Semplificare e sburocratizzare. Insomma, sono due argomenti che impegneranno gli amministratori lombardi. Perlomeno nelle intenzioni. Perché poi, nella pratica, i risultati sono quelli che sono, in molti apparati e in quasi tutte le forme che interessano da vicino i cittadini. Il problema, si capisce, non riguarda soltanto la Lombardia, ma l’intero Paese. Tutti vittime di disagi e lungaggini all’apparenza senza spiegazioni plausibili. Eppure causa di disservizi enormi.

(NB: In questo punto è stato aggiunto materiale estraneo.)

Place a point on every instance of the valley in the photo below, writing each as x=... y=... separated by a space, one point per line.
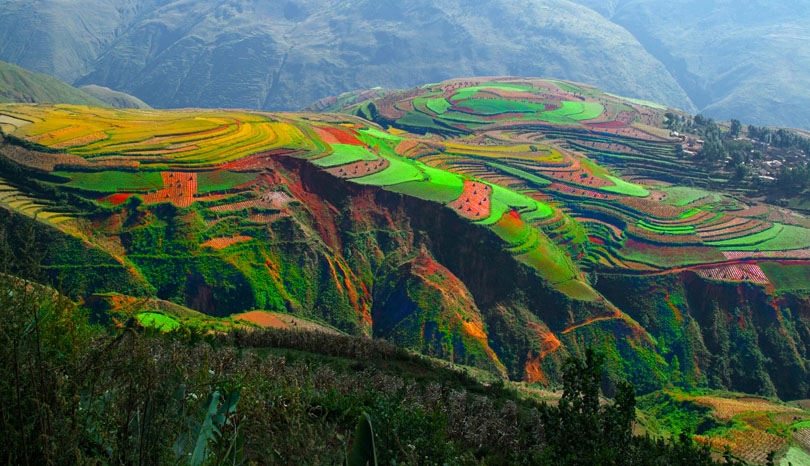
x=499 y=223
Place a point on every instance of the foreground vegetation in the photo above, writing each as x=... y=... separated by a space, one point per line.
x=79 y=394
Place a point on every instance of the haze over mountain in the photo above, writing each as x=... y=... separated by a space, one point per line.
x=285 y=55
x=114 y=98
x=747 y=60
x=20 y=85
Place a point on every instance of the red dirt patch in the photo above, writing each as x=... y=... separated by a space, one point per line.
x=263 y=319
x=117 y=198
x=337 y=136
x=474 y=202
x=222 y=243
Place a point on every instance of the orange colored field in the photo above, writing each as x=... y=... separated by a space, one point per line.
x=263 y=319
x=222 y=243
x=475 y=201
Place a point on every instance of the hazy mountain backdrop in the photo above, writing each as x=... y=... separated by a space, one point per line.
x=726 y=59
x=287 y=54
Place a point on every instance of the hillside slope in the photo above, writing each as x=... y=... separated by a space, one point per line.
x=744 y=60
x=20 y=85
x=248 y=54
x=114 y=98
x=490 y=223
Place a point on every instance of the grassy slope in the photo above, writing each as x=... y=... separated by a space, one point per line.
x=114 y=98
x=20 y=85
x=732 y=60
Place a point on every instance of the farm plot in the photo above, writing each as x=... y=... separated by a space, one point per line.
x=475 y=201
x=398 y=171
x=179 y=189
x=222 y=180
x=113 y=181
x=359 y=169
x=735 y=273
x=12 y=198
x=787 y=277
x=222 y=243
x=345 y=154
x=750 y=445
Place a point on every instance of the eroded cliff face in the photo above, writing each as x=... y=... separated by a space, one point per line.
x=741 y=337
x=365 y=260
x=383 y=265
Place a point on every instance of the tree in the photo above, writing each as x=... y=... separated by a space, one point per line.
x=736 y=128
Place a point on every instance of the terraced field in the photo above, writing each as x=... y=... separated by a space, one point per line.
x=571 y=181
x=557 y=142
x=537 y=151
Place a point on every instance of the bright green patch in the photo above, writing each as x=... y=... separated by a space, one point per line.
x=795 y=457
x=345 y=153
x=787 y=277
x=372 y=131
x=161 y=322
x=438 y=106
x=680 y=196
x=397 y=172
x=623 y=187
x=645 y=103
x=524 y=175
x=440 y=186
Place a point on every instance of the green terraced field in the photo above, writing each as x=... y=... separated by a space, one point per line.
x=113 y=181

Per restare all’ombra di Palazzo Lombardia, il tema prioritario su questo versante sono le liste d’attesa nella sanità. Un problema nel problema, anzi, più problema di qualunque altro, al momento irrisolvibile. C’entra la burocrazia? Boh. Di sicuro, l’esiguità degli organici e la scarsità delle risorse sono tra le cause principali, ma non le uniche. Forse si tratta di un’organizzazione sbagliata delle agende, ma siamo impreparati a dare una risposta in merito. Non sappiamo. Ci disorientano quando ci spiegano che non sanno come muoversi nemmeno i diretti interessati, i manager della sanità e i politici ai quali compete risolvere la questione e invece allargano le braccia, e così sia.

La nuove tecnologie, l’informatizzazione, l’utilizzo di macchine a ragione ritenute straordinarie dovrebbero, appunto, semplificare. Invece ci vogliono otto, nove mesi per avere il passaporto. Ma vi sembra possibile? Soltanto alcuni anni fa, quando gli addetti al rilascio del documento per l’espatrio lavoravano di timbri e macchine da scrivere, bastavano un paio di settimane, forse meno. Tempi più ristretti, comunque inaccettabili, persino per rinnovare la carta d’identità in Comune: bisogna chiedere l’appuntamento, fare la coda e affidarsi alla buona stella. Non vi capiti poi di finire nelle spirali della giustizia: anni per arrivare a una sentenza, specialmente se di natura civile. Le riforme a riguardo? Inutili. Dappertutto è un calvario. Né più né meno come per qualunque pratica edilizia o, peggio, per affrontare un contenzioso fiscale. Tutto dilatato, tutto complicato: moduli, richieste, perorazioni, conferme, verifiche, dati, sigle, simboli, documenti, mail. Guai a non saper usare un computer: si finisce per essere tagliati fuori. Ma è accettabile?

Che sia sempre stato così è vero soltanto in parte. E non sempre è una questione di burocrazia. A volte c’entrano aspetti che non hanno a che fare con le carte e le marche da bollo. Sullo sfondo c’è un apparato pubblico, composto da moderno e tecnologico personale che ha sostituito le “mezze maniche” di una volta, in fase di esaurimento della spinta propulsiva, e ci siamo capiti. Assieme alle difficoltà gestionali e di organico interviene una certa malavoglia (sciatteria?), senza per questo voler generalizzare (ci mancherebbe), un “lasciare andare” dovuto a mille fattori, che però concorre a ingarbugliare le situazioni. Così che la semplificazione invocata da Federico Romani finisca per trasformarsi in complicazione anche delle cose più semplici. Però la politica promette di metterci mano, di risolvere ostacoli, intoppi e ritardi. Tanto promettere non costa nulla: c’è sempre qualcuno che ci crede.